A number of limitations in the present study should be highlighted. Only five studies exist in the literature that include a total of 781 subjects. The mean follow-up time is 15.4 months; this was as low as 6 months in three studies [11, 24, 25]. This may be inadequate in order to capture all cases that experience long-term failure or require revision surgery. Outcomes such as the intra-operative complications rate are serious, yet uncommon, and therefore larger subject numbers are required for an appropriately powered analysis.

One of the noted limiting factors is the difference in the implant design used across the studies. Four studies used the Proximal Femoral Nail Anti-Rotation (PFNA) design with 2 proximal screws [22,23,24,25] whilst in one study, the Gamma nail design with one proximal lag screw was utilised [11]. Additionally, it was not clearly mentioned whether they used the long or short nail designs, and the titanium or stainless-steel nail types. In regard to DHS w/ TSP, one study used a different TSP design [25], where the TSP was smaller and fitted from inside the DHS plate through the barrel, than the standard TSP used in the other four studies [11, 22,23,24].

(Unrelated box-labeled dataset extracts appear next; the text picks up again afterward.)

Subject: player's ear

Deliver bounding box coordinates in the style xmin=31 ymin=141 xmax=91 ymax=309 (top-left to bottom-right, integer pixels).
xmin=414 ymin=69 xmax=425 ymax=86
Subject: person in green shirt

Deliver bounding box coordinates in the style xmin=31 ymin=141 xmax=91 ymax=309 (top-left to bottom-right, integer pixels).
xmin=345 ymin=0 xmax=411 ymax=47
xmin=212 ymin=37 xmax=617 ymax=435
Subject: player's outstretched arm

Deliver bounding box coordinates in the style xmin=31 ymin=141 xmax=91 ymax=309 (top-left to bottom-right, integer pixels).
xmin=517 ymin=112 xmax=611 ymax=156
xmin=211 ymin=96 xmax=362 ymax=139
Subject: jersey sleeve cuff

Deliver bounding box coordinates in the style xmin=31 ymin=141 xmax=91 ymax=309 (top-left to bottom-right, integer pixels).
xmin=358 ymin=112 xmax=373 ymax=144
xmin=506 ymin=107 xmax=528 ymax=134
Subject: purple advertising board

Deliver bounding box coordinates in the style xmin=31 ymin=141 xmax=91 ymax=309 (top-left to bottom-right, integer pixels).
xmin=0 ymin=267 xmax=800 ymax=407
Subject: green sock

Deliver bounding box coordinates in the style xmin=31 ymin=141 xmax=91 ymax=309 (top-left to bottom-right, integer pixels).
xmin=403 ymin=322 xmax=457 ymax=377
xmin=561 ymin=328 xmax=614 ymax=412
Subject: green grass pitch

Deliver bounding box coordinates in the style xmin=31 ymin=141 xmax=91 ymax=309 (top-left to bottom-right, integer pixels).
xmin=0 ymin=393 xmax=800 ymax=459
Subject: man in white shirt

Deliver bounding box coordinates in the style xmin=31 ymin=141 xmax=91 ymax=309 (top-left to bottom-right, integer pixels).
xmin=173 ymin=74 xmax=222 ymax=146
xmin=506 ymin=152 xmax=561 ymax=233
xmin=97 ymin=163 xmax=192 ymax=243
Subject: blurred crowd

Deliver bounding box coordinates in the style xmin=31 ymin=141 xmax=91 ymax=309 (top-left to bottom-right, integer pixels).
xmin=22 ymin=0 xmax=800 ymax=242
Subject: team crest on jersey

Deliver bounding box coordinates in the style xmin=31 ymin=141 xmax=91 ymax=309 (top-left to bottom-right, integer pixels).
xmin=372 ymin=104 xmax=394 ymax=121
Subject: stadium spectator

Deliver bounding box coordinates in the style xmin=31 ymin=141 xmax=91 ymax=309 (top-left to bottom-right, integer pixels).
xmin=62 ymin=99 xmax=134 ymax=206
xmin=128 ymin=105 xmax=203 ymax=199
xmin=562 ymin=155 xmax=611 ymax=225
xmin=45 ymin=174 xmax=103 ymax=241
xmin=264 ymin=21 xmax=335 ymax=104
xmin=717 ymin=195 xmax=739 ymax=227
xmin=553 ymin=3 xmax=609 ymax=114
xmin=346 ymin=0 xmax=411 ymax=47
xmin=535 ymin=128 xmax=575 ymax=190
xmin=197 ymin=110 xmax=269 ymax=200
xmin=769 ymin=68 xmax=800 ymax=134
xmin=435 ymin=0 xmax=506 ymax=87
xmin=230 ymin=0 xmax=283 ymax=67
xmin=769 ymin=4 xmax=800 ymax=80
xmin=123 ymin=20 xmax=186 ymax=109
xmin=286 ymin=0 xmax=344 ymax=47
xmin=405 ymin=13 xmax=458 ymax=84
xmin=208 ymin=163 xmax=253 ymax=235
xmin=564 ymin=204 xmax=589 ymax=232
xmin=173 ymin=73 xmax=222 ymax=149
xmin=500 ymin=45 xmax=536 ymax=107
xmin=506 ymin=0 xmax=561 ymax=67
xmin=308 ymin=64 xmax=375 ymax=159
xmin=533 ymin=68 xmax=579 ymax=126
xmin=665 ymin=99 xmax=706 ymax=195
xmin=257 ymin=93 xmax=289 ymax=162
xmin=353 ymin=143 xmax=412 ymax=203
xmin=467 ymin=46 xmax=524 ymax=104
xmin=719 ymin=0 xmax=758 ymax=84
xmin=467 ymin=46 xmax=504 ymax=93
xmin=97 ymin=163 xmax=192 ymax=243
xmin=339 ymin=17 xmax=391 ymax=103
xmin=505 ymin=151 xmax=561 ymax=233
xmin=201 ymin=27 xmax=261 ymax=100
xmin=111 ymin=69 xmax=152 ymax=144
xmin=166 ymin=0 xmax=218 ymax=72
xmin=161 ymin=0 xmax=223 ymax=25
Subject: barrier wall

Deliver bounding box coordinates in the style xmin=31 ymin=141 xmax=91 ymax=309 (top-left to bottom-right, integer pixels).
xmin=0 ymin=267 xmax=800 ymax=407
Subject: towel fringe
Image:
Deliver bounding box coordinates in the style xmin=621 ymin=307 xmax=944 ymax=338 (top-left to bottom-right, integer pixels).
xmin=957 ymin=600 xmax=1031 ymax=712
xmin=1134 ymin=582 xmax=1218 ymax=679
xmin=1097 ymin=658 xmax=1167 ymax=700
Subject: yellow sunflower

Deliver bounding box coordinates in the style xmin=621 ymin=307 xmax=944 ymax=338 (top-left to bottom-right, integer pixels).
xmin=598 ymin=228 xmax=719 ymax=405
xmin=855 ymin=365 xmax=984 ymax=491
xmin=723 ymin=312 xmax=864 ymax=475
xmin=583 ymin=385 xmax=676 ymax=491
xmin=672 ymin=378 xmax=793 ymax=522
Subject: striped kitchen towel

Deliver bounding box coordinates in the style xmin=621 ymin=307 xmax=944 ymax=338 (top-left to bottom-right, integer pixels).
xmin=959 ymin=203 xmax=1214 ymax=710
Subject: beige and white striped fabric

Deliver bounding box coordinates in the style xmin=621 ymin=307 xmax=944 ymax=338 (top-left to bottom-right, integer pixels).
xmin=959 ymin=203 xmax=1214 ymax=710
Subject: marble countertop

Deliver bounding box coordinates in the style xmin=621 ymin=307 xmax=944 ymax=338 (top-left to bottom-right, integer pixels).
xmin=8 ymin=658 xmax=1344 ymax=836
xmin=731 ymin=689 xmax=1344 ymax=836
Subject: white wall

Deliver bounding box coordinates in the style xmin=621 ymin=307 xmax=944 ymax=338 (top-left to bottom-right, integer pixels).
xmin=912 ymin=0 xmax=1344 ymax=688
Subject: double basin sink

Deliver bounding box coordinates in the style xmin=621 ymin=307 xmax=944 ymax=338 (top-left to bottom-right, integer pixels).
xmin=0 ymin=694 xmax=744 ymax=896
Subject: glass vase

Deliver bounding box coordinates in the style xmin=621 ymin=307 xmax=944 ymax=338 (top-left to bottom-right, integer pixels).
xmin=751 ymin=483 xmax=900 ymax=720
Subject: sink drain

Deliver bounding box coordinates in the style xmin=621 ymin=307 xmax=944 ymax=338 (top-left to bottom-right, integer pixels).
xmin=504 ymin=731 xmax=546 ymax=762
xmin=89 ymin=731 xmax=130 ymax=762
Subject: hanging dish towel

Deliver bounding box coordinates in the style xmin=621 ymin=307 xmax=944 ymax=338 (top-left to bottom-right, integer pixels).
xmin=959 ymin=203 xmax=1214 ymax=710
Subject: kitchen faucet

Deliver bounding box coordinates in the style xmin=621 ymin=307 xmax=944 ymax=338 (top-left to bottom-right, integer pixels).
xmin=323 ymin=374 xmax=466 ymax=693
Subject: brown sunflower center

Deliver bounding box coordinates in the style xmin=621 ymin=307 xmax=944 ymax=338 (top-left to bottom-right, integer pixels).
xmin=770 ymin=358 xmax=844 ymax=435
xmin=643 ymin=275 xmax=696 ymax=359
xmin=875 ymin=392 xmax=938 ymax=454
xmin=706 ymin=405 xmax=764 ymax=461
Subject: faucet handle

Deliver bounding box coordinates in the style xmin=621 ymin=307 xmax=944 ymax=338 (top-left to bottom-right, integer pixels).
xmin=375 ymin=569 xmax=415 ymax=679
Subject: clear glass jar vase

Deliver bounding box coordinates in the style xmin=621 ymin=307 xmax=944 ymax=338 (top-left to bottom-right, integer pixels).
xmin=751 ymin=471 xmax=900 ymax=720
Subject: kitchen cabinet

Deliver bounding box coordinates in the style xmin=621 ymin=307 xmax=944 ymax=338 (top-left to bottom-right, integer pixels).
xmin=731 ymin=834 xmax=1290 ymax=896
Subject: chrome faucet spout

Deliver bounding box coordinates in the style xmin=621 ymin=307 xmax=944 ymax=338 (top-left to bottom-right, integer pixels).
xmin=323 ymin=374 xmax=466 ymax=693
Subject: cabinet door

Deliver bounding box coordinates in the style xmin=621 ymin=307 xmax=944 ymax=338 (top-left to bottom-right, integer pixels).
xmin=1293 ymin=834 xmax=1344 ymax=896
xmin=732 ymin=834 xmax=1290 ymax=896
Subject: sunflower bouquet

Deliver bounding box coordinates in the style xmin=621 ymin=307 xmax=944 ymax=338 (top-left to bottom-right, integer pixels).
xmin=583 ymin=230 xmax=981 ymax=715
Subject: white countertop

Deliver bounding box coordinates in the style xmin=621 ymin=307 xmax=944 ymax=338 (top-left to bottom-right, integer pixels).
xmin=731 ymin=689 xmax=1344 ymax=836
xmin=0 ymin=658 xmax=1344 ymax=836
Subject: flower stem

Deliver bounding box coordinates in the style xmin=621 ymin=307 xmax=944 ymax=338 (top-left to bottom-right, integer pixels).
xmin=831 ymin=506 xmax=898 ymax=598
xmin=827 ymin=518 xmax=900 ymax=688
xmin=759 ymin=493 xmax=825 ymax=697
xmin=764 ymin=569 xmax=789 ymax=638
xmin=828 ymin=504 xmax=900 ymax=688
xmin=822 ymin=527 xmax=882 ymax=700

We also appreciate that the majority of papers included are cohort studies and therefore may lower the quality of the data included. In addition, all cohort studies were inadequately randomised whereby “surgeon’s preference” was always stated as the reason for a choice of fixation method [22,23,24,25]. The blinding of both participants and surgeons remains an inherent impracticality of all studies. Despite this, all included studies were categorised as high quality across the vast majority of assessed bias domains.

Conclusion

The results of this analysis suggest that CMN is only associated with lower revision rates when compared to DHS w/ TSP. The study demonstrates no significant difference in terms of hospital stay, operative time, blood transfusion, complications rate and functional outcome. Further literature, especially well-conducted RCTs, is required to draw robust conclusions and confirm long-term results.